Le secrétaire général de l'OTAN, Mark Rutte, rencontrera le président américain Donald Trump la semaine prochaine, une visite à enjeux élevés que les traders surveillent de près après les remarques passées de Trump remettant en question la pertinence de l'alliance vieille de 75 ans.
« La visite était "prévue de longue date" », a déclaré un porte-parole de l'OTAN, minimisant les spéculations selon lesquelles la réunion aurait été programmée en réponse à des événements récents.
L'issue est binaire et porte un fort potentiel de volatilité des marchés. Une réaffirmation de l'engagement américain en faveur de la défense mutuelle pourrait voir les actions européennes et les titres liés à la défense rebondir. À l'inverse, tout signe de retrait pourrait déclencher un important mouvement d'aversion au risque, dopant les actifs refuges comme le dollar américain et l'or, tout en faisant chuter les marchés boursiers mondiaux.
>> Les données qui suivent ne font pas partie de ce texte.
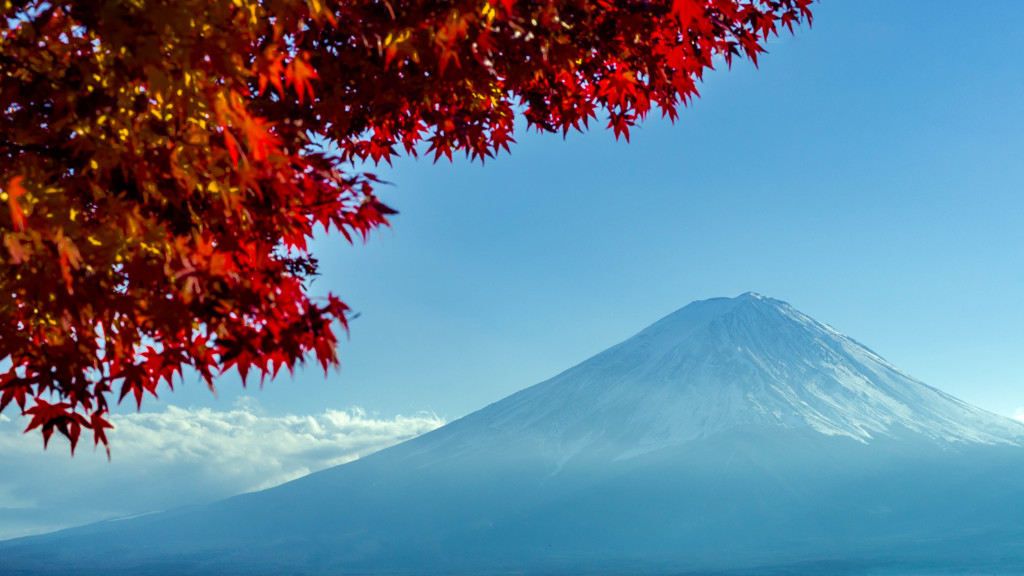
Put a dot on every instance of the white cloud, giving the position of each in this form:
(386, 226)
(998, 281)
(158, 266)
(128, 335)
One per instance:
(179, 457)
L'enjeu est la stabilité du cadre de sécurité mondial de l'après-guerre, qui soutient les marchés internationaux depuis des décennies. Pour les investisseurs, le ton de la rencontre pourrait dicter la direction du marché pour les semaines à venir, l'indice de volatilité VIX montrant déjà des signes de nervosité avant l'événement.
La rencontre intervient à un moment critique pour l'Organisation du traité de l'Atlantique Nord, une alliance de 30 pays dont les États-Unis. L'ancien président Trump a exprimé à plusieurs reprises son scepticisme quant à la valeur de l'alliance, critiquant spécifiquement les membres pour ne pas avoir atteint l'objectif de dépenses de défense de 2 % du PIB. Ses commentaires ont soulevé des inquiétudes parmi les alliés quant à la fiabilité de la garantie de sécurité américaine, pierre angulaire du pacte.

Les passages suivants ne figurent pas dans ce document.